Les premiers qui peuvent être assez francs, ceux qu’on connaît, ceux qu’on voit souvent :

  • irrespect du droit des artistes. Les modèles d’intelligence artificielle, dont je parlais, sont entraînés avec des bases de données qui sont très grandes, qui sont récupérées un peu partout sur Internet, au mépris des droits des créateurs de contenu, des artistes divers et variés. On connaît beaucoup de gens, de dessinateurs, de peintres, dont les œuvres ont été utilisées pour entraîner les modèles et qui ont été utilisées par les modèles pour faire des copies de ce que font habituellement ces artistes ;
  • autre impact franc : la suppression d’emplois. Beaucoup, d’entreprises, d’entrepreneurs, de patrons, de managers, se voient très rapidement remplacer leurs employés qui coûtent du temps, de l’énergie, de leur point de vue, par des intelligences artificielles qui font le travail beaucoup plus rapidement et sans s’emmerder avec les émotions de ces humains employés ; quand même, ça gêne ! Vous voyez ce que je veux dire ? On en a tous quelques-uns en tête !
  • autre grand problème : la désinformation. Les outils d’intelligence artificielle sont utilisés, volontairement ou non, pour désinformer certaines personnes. On a eu le cas, dernièrement, avec des petites échauffourées qui ont eu lieu un peu à l’est, dans un petit pays, si vous voyez ce que je veux dire. Les outils d’intelligence artificielle et les outils qui sont censés détecter les images créées par une intelligence artificielle ont été utilisés pour dire « mais non, ce qui se passe là-bas ce n’est pas vrai, toutes les images qu’on a sont fausses, ça a été créé par de l’IA, ce n’est pas du tout ce qui se passe là-bas », voilà un exemple de désinformation ;
  • autre problème : trauma des modérateurs. Je ne sais pas si vous vous souvenez, il y a quelques années, Microsoft avait essayé de lancer une intelligence artificielle et l’avait lancée sur Twitter pour qu’elle s’entraîne en lisant ce qui se passait sur Twitter. En deux/trois heures ou deux/ trois jours, je ne sais plus, l’intelligence en question était devenue complètement nazie. Du coup, pour ne pas reproduire ce problème sur les outils utilisés, actuellement des modérateurs regardent ce que fait et ce qu’apprend l’intelligence et qui disent « non, ça ce n’est peut-être pas à garder en mémoire, ce n’est pas à garder dans le modèle » et, en général, ce qu’ils voient ce sont des horreurs, des horreurs de terrorisme, d’idéologies inacceptables et ce genre de choses. Ces gens passent leurs journées à repérer toute la lie de l’humanité dans les IA pour leur dire « non, il ne faut pas utiliser ça » et ces gens en ressortent globalement traumatisés.

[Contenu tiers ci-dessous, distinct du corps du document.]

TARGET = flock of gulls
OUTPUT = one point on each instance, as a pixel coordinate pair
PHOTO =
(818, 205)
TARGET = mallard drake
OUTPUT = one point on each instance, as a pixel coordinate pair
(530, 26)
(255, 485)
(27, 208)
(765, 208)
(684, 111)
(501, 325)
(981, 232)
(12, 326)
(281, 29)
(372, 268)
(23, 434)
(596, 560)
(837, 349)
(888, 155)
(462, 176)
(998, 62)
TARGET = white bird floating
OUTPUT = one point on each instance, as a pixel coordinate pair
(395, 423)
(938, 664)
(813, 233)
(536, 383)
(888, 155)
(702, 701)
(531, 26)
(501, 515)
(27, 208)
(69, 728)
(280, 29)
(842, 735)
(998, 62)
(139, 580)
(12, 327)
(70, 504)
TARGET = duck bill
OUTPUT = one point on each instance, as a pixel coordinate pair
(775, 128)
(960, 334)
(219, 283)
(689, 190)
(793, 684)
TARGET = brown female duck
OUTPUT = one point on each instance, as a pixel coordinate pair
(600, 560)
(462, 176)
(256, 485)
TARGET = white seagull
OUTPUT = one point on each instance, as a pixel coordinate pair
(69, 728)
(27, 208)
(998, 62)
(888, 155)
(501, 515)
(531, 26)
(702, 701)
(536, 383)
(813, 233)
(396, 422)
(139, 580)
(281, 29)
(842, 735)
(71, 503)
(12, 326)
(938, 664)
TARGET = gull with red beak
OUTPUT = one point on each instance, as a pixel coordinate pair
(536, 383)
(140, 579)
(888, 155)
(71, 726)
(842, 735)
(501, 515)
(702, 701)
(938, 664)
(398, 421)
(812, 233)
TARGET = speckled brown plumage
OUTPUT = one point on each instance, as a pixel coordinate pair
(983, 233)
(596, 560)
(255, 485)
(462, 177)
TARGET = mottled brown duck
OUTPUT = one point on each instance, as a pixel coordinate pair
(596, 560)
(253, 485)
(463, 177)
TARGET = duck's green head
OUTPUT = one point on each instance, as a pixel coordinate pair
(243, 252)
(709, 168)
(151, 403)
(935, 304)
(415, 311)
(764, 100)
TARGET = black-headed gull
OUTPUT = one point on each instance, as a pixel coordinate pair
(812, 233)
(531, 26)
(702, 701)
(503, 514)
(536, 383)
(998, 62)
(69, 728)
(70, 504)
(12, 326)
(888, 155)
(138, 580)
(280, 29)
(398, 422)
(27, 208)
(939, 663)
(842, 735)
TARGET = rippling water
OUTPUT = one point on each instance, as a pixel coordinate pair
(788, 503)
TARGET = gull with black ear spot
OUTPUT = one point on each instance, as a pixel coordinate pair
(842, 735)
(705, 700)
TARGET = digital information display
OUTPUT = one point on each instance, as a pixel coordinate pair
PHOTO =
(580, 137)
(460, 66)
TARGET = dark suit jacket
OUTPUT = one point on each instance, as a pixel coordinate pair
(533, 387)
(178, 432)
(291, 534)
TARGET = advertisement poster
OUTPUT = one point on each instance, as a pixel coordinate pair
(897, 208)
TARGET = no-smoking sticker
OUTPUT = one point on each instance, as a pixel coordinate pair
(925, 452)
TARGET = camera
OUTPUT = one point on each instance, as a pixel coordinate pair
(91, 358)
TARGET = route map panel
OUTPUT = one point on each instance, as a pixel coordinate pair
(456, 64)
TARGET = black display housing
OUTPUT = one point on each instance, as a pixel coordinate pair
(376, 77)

Voilà quelques impacts francs, quelques problèmes faciles à repérer sur les IA.

Et puis il y a des impacts un peu plus subtils :

  • pollutions des modèles de données. Les intelligences artificielles se basent sur ce qu’elles ont repéré sur Internet, reproduisent et complètent Internet avec ce qu’elles produisent elles-mêmes, mais, au début, la qualité fournie n’était pas au top. Les générations suivantes ont récupéré ce qu’elles ont fourni pour s’en servir aussi et s’entraîner. Du coup, les premières générations d’intelligence artificielle ont fait de la merde et les suivantes ont mangé cette merde pour en refaire derrière. J’utilise des mots crus, on va dire que je suis un vulgarisateur vulgaire. Donc, pollution des modèles de données, ça gêne un peu, ça va empirer les problèmes divers et variés ;
  • pollution des outils de recherche. Si vous êtes passé sur Google ces derniers temps, vous avez peut-être repéré certains problèmes, certaines réponses qui étaient fournies par des outils d’intelligence artificielle. J’en ai une mémoire. Quand on demandait à Google « quel pays d’Afrique commence par la lettre « K », la réponse était « aucun pays d’Afrique ne commence par la lettre « K », le plus proche c’est le Kenya, mais le son n’est pas exactement le même. – Pardon ! Ça ne va pas Google ! Qu’est-ce qui t’arrive ? ». On a eu quelques petits exemples comme ça de pollution des outils de recherche. Maintenant, on peut aussi retrouver, sans être aussi flagrant que ça, des réponses qui remontent, qui sont plus subtiles, qui ne sont pas totalement vraies, mais qui sont du SEO [Search Engine Optimization] un peu crade, récupéré par de l’intelligence artificielle ;
  • autre problème subtil : les biais ethniques et culturels. Les IA s’entraînent sur des modèles et repèrent ce qui est le plus fréquent, ce qui est la majorité, ce qui est la norme, et considèrent que cette norme est la seule et unique vérité. Ce qui fait que les minorités deviennent encore plus invisibles avec ces outils d’intelligence artificielle. Non seulement cela pose problème pour les gens qui s’en servent, qui ne se rendent pas forcément compte de l’existence des minorités, mais, en plus, les décisions qui sont prises avec ces IA, avec ces biais, sont complètement faussées par rapport à la réalité ;
  • dernier petit problème subtil : la consommation énergétique. Pour entraîner des modèles à partir des bases de données, il faut leur faire parcourir toutes les bases, enfin, un certain nombre et, en trois jours, ça consomme à peu près autant qu’une dizaine de maisons sur une année. Donc, niveau consommation énergétique, ça représente quand même beaucoup. À l’époque actuelle, où on a des débats sur la sobriété, l’écologie, le réchauffement climatique, je trouve, personnellement, que c’est un peu gênant.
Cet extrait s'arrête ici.